Pour l'amour de sa douce mère, Yolande Moreau magistrale, et se libérer de l'emprise paternelle, la fille de Dieu, interprétée par Pili Groyne, délicieuse et prometteuse, qui commence à savoir faire de petits miracles, décide de prendre la poudre d'escampette.

Telle une Alice à rebours, et grâce aux conseils de son frère, elle se trouve propulsée dans le monde avec le projet de recruter six apôtres contemporains et d'écrire un Nouveau Testament qui changerait l'ordre établi et révèlerait un nouveau Dieu (au féminin) qui est vraiment amour non sans avoir auparavant trahi son paternel en divulguant son plus précieux secrets, celui de toutes les dates de décès.

"Deathlink" fait le buzz. Changera-t-il la face du monde et le cours des destinées ? EA, poursuivie par la furie paternelle, pourra-t-elle accomplir son destin ?

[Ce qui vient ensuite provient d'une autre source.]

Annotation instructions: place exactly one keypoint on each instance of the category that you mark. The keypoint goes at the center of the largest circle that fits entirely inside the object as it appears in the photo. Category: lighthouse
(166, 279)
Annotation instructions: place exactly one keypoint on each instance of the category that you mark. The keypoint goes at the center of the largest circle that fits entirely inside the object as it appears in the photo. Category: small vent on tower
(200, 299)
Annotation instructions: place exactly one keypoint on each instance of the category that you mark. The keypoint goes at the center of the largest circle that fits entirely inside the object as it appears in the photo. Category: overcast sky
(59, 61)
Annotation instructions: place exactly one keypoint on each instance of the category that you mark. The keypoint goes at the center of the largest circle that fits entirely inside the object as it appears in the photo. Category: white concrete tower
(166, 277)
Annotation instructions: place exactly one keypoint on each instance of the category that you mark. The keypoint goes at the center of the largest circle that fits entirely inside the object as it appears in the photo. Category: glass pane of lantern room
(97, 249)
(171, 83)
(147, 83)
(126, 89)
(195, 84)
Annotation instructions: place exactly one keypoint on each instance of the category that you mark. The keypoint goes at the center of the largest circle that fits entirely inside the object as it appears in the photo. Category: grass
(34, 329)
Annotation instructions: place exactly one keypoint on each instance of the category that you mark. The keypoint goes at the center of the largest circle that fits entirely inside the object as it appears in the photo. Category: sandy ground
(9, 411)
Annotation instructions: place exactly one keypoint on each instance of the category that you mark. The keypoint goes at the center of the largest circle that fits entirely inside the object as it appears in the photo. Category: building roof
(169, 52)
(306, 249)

Soutenu par son fidèle chef opérateur Christophe Beaucarne, Jaco Van Dormael ne s'interdit rien, au fond comme en la forme, de "la blagounette neu-neu" à coincer les zygomatiques à la crise existentielle qui fait verser une larme, oui l'émotion a aussi droit de cité, du mélo au lyrique et la caméra devient une véritable boîte à images pieuses au sens premier du terme.

Car il a de l'empathie pour tous ces personnages qui, chacun à sa façon, et tous âges et catégories sociales confondus, a "une vie de merde". Et ce n'est pas moins de six micro-drames qu'il explore avec tendresse en croyant, non sans un certain angélisme, à la toute puissance de l'amour.

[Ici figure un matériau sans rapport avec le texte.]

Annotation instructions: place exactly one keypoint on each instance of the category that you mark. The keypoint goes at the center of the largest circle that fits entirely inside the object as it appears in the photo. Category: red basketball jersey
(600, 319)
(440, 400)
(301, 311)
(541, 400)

A l'affiche, la fine fleur belge avec en tête le trio de choc Benoît Poelvoorde, Yolande Moreau et François Damiens, et des acteurs moins connus dans l'hexagone, Marco Lorenzini, Serge Larivière, Laura Verlinden, Didier De Neck, le jeune Romain Gelin et Johan Leysen, excellent comédien vu récemment dans "Lohengrin" qui joue le mari d'un bien inattendu apôtre, rôle dévolue à l'exception française, Catherine Deneuve, dans un rôle totalement décalé qui prouve qu'elle ne manque pas du sens de l'humour et de l'autodérision.

Rythmé par la bande son composée par la chanteuse flamande An Pierlé et "les petites musiques" de chacun des apôtres, le film déborde d'un imaginaire hilarant, loufoque et quasi mystique qui emporte tout sur son passage et auquel il est difficile de résister.